MAT 240 Project One Guidelines

Eunice

8 months ago

MAT 240 Project One Guidelines

Introduction

This report aims to develop a predictive model based on the square footage of housing prices. D. M. Pan National Real Estate Company, therefore, instructed me to come up with a model that will help real estate agents estimate the listing prices using square footage as a benchmark. With the novelty of housing data from 2019, this paper will attempt to demystify the following central research question: Is the square footage a good predictor in ascertaining housing prices? Companies dealing in real estate, like D.M. Pan, rely on predictive models so that the listing prices are as accurate as possible.

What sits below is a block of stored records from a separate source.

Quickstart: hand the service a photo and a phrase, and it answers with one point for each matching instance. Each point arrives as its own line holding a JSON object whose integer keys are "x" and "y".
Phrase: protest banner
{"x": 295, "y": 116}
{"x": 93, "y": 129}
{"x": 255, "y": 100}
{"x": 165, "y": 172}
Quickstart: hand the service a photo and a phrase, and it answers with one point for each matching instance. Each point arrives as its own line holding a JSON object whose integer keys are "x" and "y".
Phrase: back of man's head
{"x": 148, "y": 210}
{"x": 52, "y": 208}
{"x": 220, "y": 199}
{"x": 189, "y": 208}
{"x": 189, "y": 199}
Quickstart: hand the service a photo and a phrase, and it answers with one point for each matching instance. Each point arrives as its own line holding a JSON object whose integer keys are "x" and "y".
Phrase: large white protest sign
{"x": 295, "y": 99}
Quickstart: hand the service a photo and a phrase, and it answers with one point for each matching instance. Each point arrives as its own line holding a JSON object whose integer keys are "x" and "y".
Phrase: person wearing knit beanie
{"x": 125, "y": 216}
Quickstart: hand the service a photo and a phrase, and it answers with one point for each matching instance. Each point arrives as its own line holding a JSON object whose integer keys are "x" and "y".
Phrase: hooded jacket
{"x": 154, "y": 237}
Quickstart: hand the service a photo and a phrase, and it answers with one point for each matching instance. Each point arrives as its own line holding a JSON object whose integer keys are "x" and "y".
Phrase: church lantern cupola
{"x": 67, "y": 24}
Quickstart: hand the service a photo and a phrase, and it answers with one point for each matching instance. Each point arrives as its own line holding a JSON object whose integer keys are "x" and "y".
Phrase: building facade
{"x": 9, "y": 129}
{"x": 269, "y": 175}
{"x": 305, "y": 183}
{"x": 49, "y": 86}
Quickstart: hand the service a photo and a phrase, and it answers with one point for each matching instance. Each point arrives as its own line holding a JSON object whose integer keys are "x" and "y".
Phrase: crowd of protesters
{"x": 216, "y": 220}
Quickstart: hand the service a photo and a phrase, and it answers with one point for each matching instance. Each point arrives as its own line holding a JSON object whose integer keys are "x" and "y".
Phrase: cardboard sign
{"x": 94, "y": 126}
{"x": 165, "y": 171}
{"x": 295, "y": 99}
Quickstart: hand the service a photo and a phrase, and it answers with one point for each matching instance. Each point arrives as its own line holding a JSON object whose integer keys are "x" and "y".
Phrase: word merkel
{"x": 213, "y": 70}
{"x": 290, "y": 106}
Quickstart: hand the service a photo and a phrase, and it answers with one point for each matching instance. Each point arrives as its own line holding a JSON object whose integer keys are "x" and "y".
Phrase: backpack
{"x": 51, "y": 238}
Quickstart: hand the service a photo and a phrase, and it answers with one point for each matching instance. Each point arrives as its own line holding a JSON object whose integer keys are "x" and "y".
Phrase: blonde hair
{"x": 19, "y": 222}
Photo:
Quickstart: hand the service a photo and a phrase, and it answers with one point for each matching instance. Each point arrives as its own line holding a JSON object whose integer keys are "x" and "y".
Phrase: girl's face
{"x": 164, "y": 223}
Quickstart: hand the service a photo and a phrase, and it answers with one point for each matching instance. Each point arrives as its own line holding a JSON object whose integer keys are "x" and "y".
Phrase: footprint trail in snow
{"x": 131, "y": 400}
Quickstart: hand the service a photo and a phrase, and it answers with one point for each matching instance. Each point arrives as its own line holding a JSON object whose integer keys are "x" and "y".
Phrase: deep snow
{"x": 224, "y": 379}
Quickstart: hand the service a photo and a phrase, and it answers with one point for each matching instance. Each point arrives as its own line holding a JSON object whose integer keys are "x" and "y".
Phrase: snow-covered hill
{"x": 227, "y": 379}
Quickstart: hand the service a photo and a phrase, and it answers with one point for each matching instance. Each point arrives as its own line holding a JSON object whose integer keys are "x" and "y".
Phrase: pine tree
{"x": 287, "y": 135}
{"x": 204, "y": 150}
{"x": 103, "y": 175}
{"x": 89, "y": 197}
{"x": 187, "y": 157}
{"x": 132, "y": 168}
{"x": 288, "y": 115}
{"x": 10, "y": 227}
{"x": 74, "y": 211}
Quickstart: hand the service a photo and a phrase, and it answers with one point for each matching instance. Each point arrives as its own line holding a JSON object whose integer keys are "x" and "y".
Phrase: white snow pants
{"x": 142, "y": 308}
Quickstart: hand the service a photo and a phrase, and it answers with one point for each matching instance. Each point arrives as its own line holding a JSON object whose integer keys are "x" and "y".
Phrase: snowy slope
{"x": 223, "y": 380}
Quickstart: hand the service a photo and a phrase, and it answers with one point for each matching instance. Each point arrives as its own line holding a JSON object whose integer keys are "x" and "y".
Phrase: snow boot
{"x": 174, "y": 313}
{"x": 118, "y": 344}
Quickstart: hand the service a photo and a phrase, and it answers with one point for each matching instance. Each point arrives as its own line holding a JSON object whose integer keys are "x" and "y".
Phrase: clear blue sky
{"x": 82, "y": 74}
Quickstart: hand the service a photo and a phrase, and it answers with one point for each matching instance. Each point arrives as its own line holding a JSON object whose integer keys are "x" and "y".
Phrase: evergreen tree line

In that way, they can develop better pricing strategies and be able to provide better recommendations to their clients. While the relationship between the size of a home and its price is well documented, determining how significant this factor in isolation can be, agents may find value. Linear regression is the chief analytical tool used in this report. Linear regression would be appropriate for this context; it looks at the relationship between two variables, one of which predicts the other.

The developed model will attempt to determine if a linear relationship does exist between square footage predictor variable- and listing the response variable. This would imply that for linear regression to apply, there must be a linear trend in the underlying relationship between the response and predictor variable. Here, it is expected that the scatterplot will show an upward trend with higher square footage, and the listing price will rise. In that case, it would mean that based on linearity, the scatterplot with a trend line would indicate that square footage can predict listing prices. A nonlinear relationship could suggest the use of more complex models.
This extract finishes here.